シャワーから出た後俺はいつもとは違い、台所に直行した。今日はコンビニでかったある飲み物があるのだ。キンキンに冷えたとても美味しい(美味しくない)ものだ。
シュワシュワとした、あの口の中で爆発を起こしているような感覚・・・あれは素晴らしいものだ。人類史上最高の作品だ。神が直接作りだしたに決まっている。

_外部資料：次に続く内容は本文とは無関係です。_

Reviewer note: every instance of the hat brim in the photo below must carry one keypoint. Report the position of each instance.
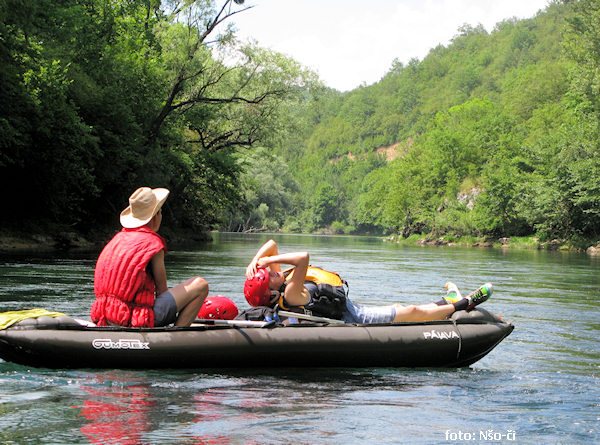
(130, 222)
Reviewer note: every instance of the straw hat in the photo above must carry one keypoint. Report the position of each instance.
(144, 203)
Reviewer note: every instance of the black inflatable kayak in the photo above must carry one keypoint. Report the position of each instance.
(63, 342)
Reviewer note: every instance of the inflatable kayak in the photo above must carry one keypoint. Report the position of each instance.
(64, 342)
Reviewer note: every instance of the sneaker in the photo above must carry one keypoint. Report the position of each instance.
(452, 293)
(480, 295)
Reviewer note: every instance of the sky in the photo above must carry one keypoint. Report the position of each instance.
(351, 42)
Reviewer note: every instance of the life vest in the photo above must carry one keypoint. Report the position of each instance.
(328, 293)
(124, 287)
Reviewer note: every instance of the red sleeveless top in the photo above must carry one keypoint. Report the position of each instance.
(124, 287)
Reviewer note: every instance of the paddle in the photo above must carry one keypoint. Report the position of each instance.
(310, 317)
(237, 323)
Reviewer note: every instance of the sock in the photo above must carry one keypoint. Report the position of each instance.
(462, 305)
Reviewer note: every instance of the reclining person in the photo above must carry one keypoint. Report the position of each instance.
(316, 290)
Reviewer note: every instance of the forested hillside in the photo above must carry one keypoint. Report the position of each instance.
(495, 135)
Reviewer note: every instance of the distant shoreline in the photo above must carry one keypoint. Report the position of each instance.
(72, 241)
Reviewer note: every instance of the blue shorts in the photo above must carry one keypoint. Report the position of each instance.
(165, 309)
(358, 313)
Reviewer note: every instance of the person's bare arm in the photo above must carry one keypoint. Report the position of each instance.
(295, 292)
(267, 249)
(159, 272)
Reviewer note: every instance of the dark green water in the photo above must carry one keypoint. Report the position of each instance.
(540, 385)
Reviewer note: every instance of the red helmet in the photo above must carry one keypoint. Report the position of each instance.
(256, 289)
(218, 307)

気分爽快な俺は、台所でただ一つだけ堂々とした存在感を放つ白い箱(冷蔵庫)をまじまじと眺め、そして封印されしその扉を開くのだった。
「涼しい・・・」
扉を開くと同時に、その箱の中から冷気が流れ出てきて俺の体を包みこんでいく。
それと同時に、箱の中に鎮座している様々な食品の悪魔的な香りが、俺の嗅覚を刺激し、食欲をわかせる。しかし、俺はそんなものには目もくれずただ一つ、円柱状の銀色(缶)のものを手に取るのだった。
手から伝わる温度、冷たい。箱から流れ出る冷気と、この銀色のものから伝わる冷たさで、熱いシャワーに入った俺をどんどんと癒していく。

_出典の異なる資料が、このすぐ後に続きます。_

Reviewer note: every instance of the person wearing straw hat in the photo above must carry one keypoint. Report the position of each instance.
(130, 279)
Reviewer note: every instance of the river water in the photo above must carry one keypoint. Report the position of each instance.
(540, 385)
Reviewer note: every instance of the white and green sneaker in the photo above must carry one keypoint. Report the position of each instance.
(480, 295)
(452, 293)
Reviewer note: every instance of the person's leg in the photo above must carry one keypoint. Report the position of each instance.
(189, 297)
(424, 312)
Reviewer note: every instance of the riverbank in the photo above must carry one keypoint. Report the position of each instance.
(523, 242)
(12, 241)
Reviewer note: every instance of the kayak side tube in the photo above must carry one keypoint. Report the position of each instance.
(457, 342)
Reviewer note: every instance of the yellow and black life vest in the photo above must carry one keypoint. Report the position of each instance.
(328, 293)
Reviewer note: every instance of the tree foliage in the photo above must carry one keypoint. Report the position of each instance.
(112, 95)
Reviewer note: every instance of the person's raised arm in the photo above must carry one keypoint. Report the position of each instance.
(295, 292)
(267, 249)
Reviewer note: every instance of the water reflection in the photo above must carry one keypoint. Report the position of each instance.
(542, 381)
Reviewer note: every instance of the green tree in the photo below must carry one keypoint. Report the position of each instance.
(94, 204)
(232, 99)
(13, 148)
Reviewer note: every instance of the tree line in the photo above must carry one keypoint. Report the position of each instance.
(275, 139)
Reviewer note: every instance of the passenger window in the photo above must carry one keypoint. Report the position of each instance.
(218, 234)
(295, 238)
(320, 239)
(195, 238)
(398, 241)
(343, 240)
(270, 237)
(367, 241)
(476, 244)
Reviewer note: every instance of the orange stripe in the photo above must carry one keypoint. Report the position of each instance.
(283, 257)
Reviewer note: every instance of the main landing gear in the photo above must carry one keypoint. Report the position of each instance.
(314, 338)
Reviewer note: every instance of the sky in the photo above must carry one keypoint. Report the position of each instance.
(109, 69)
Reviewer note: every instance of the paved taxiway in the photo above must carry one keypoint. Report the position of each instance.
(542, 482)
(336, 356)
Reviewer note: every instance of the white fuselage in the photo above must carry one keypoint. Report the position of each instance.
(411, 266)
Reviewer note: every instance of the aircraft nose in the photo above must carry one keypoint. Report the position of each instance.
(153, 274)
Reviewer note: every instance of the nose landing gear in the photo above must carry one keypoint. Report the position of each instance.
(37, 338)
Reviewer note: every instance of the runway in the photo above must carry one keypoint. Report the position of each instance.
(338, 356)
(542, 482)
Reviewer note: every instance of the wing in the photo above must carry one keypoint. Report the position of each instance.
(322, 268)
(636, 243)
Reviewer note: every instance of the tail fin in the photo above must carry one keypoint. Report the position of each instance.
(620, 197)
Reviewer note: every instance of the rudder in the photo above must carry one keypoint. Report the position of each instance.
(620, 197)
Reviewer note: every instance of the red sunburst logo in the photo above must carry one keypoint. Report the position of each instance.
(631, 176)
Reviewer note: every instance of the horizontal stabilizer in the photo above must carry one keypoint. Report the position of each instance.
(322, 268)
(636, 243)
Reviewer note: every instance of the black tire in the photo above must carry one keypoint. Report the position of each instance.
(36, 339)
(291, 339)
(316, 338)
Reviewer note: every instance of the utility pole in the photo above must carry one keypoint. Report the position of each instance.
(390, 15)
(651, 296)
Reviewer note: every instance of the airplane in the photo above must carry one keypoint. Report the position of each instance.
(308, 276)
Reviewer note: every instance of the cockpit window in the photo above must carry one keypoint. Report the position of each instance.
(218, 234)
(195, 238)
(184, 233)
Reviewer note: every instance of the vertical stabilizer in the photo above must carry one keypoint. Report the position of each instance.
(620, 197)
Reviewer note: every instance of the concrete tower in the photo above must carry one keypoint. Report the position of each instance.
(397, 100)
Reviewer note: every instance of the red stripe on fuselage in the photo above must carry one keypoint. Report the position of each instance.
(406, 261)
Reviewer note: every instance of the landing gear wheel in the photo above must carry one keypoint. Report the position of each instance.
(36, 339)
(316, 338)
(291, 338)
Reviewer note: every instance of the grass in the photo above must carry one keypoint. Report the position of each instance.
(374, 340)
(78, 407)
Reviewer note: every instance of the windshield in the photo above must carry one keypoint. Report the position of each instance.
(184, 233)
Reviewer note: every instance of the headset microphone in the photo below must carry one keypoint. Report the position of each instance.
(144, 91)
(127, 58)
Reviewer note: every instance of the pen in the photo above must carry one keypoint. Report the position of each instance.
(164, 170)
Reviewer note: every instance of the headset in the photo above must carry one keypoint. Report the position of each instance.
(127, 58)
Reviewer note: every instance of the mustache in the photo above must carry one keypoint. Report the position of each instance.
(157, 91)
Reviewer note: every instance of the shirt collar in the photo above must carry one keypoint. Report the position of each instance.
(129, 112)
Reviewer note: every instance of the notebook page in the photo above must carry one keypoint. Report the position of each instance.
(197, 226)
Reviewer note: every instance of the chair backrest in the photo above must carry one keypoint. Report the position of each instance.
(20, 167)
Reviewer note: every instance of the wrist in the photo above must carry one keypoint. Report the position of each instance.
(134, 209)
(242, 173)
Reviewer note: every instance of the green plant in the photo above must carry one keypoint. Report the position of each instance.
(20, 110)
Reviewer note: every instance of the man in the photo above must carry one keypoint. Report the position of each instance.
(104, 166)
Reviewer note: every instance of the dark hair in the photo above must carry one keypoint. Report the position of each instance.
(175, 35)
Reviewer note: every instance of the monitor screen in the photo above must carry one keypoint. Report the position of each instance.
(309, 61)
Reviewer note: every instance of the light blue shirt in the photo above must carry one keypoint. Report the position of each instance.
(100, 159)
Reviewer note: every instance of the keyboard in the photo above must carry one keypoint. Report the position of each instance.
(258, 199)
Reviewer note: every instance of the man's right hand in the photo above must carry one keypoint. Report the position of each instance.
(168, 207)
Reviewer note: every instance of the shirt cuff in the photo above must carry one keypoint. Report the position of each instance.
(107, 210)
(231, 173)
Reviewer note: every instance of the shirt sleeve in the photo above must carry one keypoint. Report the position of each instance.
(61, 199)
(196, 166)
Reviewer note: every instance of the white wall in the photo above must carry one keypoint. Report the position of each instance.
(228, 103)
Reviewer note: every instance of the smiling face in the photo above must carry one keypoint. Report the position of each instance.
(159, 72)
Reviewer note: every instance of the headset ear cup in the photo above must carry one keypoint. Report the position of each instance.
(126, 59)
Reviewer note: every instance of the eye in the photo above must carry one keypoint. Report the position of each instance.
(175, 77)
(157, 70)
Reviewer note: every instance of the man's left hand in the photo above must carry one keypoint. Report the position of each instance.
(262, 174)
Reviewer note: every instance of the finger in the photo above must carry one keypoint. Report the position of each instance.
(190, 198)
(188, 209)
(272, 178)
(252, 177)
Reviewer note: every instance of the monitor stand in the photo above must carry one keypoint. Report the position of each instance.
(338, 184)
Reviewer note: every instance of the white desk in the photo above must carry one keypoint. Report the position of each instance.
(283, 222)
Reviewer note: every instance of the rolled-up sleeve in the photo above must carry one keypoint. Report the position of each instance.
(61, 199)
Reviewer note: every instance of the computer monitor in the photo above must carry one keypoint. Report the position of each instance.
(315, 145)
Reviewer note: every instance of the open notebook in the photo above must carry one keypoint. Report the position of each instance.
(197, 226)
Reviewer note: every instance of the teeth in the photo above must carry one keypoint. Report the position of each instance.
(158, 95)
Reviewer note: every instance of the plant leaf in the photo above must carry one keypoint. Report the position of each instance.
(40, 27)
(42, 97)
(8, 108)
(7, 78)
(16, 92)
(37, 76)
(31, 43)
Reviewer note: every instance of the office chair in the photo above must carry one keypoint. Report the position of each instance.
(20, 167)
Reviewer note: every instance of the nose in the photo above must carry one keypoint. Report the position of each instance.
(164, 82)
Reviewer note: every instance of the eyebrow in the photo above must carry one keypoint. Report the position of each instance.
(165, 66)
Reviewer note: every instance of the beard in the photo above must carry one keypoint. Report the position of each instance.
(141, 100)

あぁ、熱いシャワーに入ってよかった。こんなことを思いっきり実感することが出来る。うれしいことだ。
テレビのところに缶を持って行き、テレビをつける。テレビの内容はつまらないものだが、そんなものはどうでもいいのだ。
ただ、これを味わうことが出来れば。ただこれを飲むことができれば、それだけで十分だ。
・・・今、俺かっこいいこと言ったよね? メモっといてもいいからね。